While Sunday sees a two seating lunch service for which reservations are taken, Monday through Saturday tables are allocated on a first come first served basis, with a back up waiting list run, for both lunch and dinner. This, along with the daily changing menu, a chalkboard where the dishes limited by number are scratched off, a daily changing seasonal aperitif, and the cheerful nature of the blue pinstriped apron adorned waiting team, creates a vibrant while relaxed atmosphere that makes it easy to while away an afternoon or evening. The sharing dishes are key to creating this, but don’t worry when I say sharing, I don’t mean tapas style; I mean a dish large enough for multiple people.

The menu may change daily but always follows the same pattern, with a few dishes that almost always appear. There’s always a soup of the day, a terrine, and some form of foie gras to start. The crab on toast makes a frequent appearance, is just as described and is perfection in its quantity and richness against the tangy sourdough. Beets and goat’s curd is a dish that has featured since the early days, as has the globe artichoke with vinaigrette, both peerless dishes. The snail, lardon and crouton salad is a favourite special; the snails are large and tender rather than rubbery and dry, as so often they can be. From the hot smoked eel and celeriac remoulade to the pig’s head pressed terrine, what all starters share is a simplified and stripped back nature that’s about letting the quality of the ingredients shine.

The mains are always a combination of seasonal fish or cuts of meat and vegetables, ranging from dishes for one, to slow cooked one pot roasts to share. Cheap flavourful cuts of meat, like pigs cheek, are the preferred cuts of meat used, and with good reason. That said, there’s frequently some form of beef – usually steak and, on Sunday, roast sirloin or rump. When it comes to fish, great chunks of beautiful cod and trout feature, as does the odd traditional dish like Orkney kippers and tatties. From time to time you’ll even get the chance to have a whole Cornish crab with chips and mayonnaise.

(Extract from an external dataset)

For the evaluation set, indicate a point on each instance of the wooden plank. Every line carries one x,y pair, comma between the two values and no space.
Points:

The sharing dishes served up on platters, or perhaps in the Le Creuset pots they are cooked in, are, for me, the epitome of The Anchor & Hope. These serve anywhere from two to seven people, be it rabbit, lamb shoulder or neck, or other large cuts or whole small game. Presented in its braising liquid and veg, it’s an unctuous meal that often comes with some of the best dauphinoise you can hope for. The whole process of pulling the meat off the bone with the giant stainless steal serving spoon and carving fork, and piling your plate high with it, along with the cooking veg, potatoes and sides of buttered hispi cabbage and lentils, is wonderfully communal and convivial.

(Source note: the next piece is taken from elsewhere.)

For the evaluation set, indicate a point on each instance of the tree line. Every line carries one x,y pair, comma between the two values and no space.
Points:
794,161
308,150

Fourteen years on and The Anchor & Hope has been a huge success by sticking to what it does best and, in doing so, has been able to open a number of sister restaurants. The food is always flawless and comforting, and it doesn’t hurt that prices haven’t risen much over the years; every dish is under £20 per person, except for the beef and the sharing dishes. It’s proved so popular it’s now introduced a workers lunchtime menu offering one, two or three courses for £17 or less. If you’re one of the few foodies not to have been, it’s about time that you did!